On a coarse level, two clusters can be identified that contain all throws from a specific distance. Further subclusters consist mainly of throws at the highest basket height (10 out of 12; respectively, 6 out of 9). Throws at the lower basket height are distributed over the remaining clusters. Ball sizes shown no distinct grouping. The exact distribution of all trials in the different clusters is displayed in
Figure 4.
For all subjects, the dendrograms allowed optimal clustering into two or three main clusters. In these main clusters, the throwing condition distance showed the highest purity (0.81–1) in all subjects (see
Table 1).
In five out of the seven subjects, subclusters could be identified. In these subclusters, the purity for basket height increases from 0.34–0.51 to 0.42–0.63 (
Table 2).
4. Discussion
When considering all variables from all subjects, seven neatly separated clusters can be identified. Each cluster represents one athlete and subsequently shows that the greatest influence on technique is, ultimately, individuality. Hence, our analyses indicate clearly that children within their age group already have individual movement techniques. Similar results have been published for adult athletes using a comparable approach [
19]. Within subjects, movement patterns changed as the conditions became more difficult. Considering all subjects, distances accounted for the most changes in the throwing motion (purity 0.81–1). In the subclusters, the basket heights were not a decisive condition (purity 0.42–0.63). However, an increase in purity was found compared to the main clusters. In addition, lower values in purity are expected as we have three possible conditions. In the individual dendrograms, the highest basket height seems to be separated from the others, so at least 3.05 m high baskets caused changes in throwing motion. The throws with the two different ball sizes were equally distributed (purity 0.51–0.64), wherefore this factor had no influence. It can be concluded that the ball size did not represent a decisive condition. Therefore, children seem to adapt their movement behavior primarily to throwing distances and subordinately to basket heights. Ball sizes do not seem to have a considerable influence on their throwing performance.

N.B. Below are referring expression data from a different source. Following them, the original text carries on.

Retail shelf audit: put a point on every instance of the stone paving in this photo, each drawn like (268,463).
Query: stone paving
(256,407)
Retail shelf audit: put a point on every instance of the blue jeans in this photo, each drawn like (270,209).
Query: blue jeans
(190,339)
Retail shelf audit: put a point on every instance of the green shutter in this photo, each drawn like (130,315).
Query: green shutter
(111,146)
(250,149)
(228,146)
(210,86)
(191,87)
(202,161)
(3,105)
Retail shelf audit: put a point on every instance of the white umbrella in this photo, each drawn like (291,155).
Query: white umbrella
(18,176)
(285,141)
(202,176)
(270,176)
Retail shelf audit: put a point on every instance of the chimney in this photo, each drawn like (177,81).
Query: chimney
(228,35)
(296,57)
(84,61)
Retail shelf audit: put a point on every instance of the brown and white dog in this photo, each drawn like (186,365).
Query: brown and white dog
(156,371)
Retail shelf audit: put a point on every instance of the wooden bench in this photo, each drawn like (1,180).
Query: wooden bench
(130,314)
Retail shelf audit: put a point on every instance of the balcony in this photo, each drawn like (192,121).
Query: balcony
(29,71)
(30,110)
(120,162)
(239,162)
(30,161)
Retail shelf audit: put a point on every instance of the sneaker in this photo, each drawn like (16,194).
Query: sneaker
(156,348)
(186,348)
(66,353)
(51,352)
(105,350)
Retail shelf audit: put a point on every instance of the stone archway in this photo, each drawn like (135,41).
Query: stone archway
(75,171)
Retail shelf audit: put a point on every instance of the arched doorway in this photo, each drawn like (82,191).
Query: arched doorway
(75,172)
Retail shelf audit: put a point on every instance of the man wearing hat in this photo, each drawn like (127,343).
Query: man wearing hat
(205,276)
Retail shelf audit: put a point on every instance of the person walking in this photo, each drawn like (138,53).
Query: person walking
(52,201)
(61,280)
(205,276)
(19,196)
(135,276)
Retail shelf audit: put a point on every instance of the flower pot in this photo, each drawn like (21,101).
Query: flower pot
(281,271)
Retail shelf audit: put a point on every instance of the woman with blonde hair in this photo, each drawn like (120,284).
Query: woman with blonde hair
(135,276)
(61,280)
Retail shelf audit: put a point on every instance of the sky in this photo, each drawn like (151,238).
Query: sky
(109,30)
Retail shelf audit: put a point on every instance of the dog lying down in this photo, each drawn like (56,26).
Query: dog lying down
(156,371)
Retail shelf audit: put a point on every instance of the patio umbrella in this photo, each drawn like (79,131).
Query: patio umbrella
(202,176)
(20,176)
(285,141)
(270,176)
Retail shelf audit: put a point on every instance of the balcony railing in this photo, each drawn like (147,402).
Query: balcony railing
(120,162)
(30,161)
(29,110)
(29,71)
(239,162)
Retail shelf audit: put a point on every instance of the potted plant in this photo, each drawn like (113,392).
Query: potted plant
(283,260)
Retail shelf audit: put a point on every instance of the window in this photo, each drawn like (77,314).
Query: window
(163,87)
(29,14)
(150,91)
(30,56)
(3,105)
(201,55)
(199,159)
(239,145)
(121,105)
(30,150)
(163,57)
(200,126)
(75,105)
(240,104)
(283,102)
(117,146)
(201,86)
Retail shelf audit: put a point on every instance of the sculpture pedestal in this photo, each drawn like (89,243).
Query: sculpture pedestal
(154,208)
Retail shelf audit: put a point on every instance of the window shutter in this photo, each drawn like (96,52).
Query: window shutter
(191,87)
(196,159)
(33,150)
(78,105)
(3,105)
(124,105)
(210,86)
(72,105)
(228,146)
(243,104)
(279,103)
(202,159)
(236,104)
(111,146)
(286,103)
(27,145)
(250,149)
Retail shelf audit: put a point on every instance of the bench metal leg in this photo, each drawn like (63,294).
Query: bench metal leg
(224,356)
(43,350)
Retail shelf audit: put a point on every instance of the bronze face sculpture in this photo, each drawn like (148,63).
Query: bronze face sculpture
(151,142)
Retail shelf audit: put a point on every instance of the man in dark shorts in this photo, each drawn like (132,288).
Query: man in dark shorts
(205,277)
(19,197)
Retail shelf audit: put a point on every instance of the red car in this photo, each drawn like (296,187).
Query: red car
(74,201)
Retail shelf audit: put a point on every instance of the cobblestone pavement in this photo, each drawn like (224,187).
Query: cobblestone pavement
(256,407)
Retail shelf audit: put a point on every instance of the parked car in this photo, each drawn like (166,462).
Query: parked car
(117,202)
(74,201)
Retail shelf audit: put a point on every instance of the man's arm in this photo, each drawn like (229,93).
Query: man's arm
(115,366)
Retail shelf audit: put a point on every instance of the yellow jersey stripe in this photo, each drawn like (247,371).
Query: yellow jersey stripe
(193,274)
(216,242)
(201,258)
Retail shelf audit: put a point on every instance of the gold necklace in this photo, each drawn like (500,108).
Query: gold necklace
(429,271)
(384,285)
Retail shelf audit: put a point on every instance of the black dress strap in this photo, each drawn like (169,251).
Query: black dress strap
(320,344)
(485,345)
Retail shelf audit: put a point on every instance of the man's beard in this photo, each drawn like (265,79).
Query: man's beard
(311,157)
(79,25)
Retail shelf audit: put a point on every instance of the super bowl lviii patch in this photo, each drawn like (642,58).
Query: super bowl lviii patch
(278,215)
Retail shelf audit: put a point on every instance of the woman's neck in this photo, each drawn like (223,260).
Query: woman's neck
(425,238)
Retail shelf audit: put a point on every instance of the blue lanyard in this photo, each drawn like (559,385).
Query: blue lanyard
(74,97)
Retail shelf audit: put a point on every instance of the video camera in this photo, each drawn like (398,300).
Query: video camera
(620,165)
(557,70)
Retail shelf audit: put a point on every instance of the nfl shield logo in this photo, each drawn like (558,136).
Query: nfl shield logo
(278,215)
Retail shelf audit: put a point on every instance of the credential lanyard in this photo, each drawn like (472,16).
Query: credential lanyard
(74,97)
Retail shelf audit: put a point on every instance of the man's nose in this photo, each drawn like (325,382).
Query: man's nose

A previous study by Satern (1993) also found significant differences in the mean values of kinematic parameters for two different throwing distances. Subjects showed decreased release angle and increased velocity of projection as shooting distance increased, indicating that throwing distance affects movement technique [
14,
20]. In line with this, we can verify by our approach that these adaptations are very stable and result in a characteristic variation of the throwing techniques, which manifests itself for the vast majority of trials under this condition. In addition, we show that the basket height also leads to specific technique changes in a subordinate way. On the other hand, our results are in line with Arias and colleagues, who showed that the ball size hardly affects the scoring rates [
4].
Some of the subjects in our sample revealed clusters or subclusters with a heterogeneous distribution of the conditions. This might be explained by an already quite stable throwing technique, as for these subjects, all throws showed a high degree of similarity to each other. We assume that the better and more stable the children’s throwing technique is, the fewer changes in movement techniques are necessary to adapt to the different conditions. As a consequence, the differences in the similarity measures might be mainly due to movement variability independent of throwing distance and height as well as ball size, and the trials are heterogeneously assigned to different clusters. For mini-basketball players that already provide a comparable high level of expertise at these early stages, throwing at higher baskets from greater distances might not cause specific adaptations or motor learning-related changes in movement technique. For these players throwing under challenging conditions could be beneficial to further optimize skills and hence might be already applied in training.